La triunfadora de la noche es la cantante cubana Lucrecia, a la que cada dos segundos paran para felicitar por su pelo y por la banda sonora de Balseros , y yo, a su lado, me hago pasar por su novio para ser envidiado un rato, mientras ella me explica que su peluquero de Barcelona ha empleado 20 horas en tejer sus trenzas de colores. Al sentarme me toca al lado Paulo Lins, el guionista de la brillante Ciudad de Dios que se queda sin nada tras cuatro nominaciones. Confirmación de que el cine extranjero es considerado útil complemento para engrandecer aún más el poderío hollywoodiense y engañar al personal haciéndole creer que la ganadora es la mejor película del mundo. Carlos Saura, tres veces nominado, me decía horas antes que él la tercera vez ya no acudió a la ceremonia y que habría que empezar a ignorar las invitaciones.

Billy Crystal arranca la gala con un ritmo magnífico, humor inteligente y sangre fría. Hasta que, con la monotonía habitual en estas galas, se hace urgente escapar a la barra libre y aguardar a que la original belleza de Uma Thurman te pase rozando el brazo. Lo más interesante es asistir a la precisión milimétrica de los cambios de escenografía y la inteligente distribución de los 120 extras vestidos de gala que ocupan las butacas vacías de la platea cuando ganadores y perdedores empiezan a desertar.
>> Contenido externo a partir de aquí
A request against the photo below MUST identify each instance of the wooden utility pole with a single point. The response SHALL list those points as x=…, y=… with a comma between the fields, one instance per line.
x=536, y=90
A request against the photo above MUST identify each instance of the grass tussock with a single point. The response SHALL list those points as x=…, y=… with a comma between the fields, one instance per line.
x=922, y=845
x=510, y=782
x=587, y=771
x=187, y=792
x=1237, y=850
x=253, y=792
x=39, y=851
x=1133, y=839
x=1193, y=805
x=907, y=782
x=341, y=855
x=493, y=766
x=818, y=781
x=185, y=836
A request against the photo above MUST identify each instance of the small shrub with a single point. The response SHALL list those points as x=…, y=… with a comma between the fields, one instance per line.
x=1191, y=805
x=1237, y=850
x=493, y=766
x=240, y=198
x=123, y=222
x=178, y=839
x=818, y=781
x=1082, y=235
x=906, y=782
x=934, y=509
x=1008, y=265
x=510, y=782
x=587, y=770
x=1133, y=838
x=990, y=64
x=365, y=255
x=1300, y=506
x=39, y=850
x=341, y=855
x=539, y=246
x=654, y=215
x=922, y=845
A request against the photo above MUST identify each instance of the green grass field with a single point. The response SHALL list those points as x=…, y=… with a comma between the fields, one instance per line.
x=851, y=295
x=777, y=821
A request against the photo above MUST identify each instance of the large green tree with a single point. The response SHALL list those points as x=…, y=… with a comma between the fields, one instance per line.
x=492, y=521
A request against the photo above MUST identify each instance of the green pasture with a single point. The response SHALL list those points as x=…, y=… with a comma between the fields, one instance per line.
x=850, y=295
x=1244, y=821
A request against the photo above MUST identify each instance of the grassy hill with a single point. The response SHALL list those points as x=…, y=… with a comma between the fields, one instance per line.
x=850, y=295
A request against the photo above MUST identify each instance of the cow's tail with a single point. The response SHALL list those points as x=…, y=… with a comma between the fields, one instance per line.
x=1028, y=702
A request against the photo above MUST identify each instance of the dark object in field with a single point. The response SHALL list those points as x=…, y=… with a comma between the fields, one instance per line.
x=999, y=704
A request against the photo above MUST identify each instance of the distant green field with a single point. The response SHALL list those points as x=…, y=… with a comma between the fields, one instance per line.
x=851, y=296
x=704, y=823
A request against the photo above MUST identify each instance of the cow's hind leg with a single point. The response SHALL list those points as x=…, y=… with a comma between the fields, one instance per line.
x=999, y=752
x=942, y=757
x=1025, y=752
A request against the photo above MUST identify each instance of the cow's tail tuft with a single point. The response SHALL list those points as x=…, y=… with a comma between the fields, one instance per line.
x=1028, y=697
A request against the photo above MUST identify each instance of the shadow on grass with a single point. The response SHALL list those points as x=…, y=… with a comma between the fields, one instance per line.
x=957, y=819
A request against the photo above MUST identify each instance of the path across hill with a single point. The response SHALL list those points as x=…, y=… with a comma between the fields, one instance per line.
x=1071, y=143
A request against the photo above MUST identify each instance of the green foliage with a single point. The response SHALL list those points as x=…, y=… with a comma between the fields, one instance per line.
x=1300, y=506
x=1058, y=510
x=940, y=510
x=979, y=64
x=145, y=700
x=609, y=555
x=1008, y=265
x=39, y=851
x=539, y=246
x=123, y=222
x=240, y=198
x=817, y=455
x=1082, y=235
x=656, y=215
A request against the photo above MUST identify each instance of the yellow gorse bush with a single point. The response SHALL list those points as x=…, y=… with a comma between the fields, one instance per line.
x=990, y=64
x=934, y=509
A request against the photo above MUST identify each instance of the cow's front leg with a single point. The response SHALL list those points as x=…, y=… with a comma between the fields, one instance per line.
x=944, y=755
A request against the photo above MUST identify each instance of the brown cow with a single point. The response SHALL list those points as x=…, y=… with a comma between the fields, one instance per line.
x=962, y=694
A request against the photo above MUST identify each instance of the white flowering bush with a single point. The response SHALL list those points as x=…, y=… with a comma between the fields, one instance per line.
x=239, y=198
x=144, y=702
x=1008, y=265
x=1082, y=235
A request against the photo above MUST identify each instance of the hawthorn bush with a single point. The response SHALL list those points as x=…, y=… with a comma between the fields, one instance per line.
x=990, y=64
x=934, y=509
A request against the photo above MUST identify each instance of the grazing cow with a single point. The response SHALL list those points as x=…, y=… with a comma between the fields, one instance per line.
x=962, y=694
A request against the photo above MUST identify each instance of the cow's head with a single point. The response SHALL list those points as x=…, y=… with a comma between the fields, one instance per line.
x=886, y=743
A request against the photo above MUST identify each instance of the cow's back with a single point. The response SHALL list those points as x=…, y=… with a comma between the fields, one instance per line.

La política apenas se roza para no manchar el negocio. Aquí con el dinero no se juega. Gana el entrañable Peter Jackson. Quizá injustamente, un trepilla consuela a Eastwood, impasible, diciéndole que la película ganadora seria kitsch en unos años. "Cartón piedra del siglo XXI", añade. La verdad es que yo de estas cosas no opino. Me largué todo lo aprisa que puedo a la fiesta catalana de Balseros . A los que nos gusta el cine estas cosas de los premios nos produce un gran escepticismo. Todo es más pequeño y más modesto visto de cerca. No vengan nunca.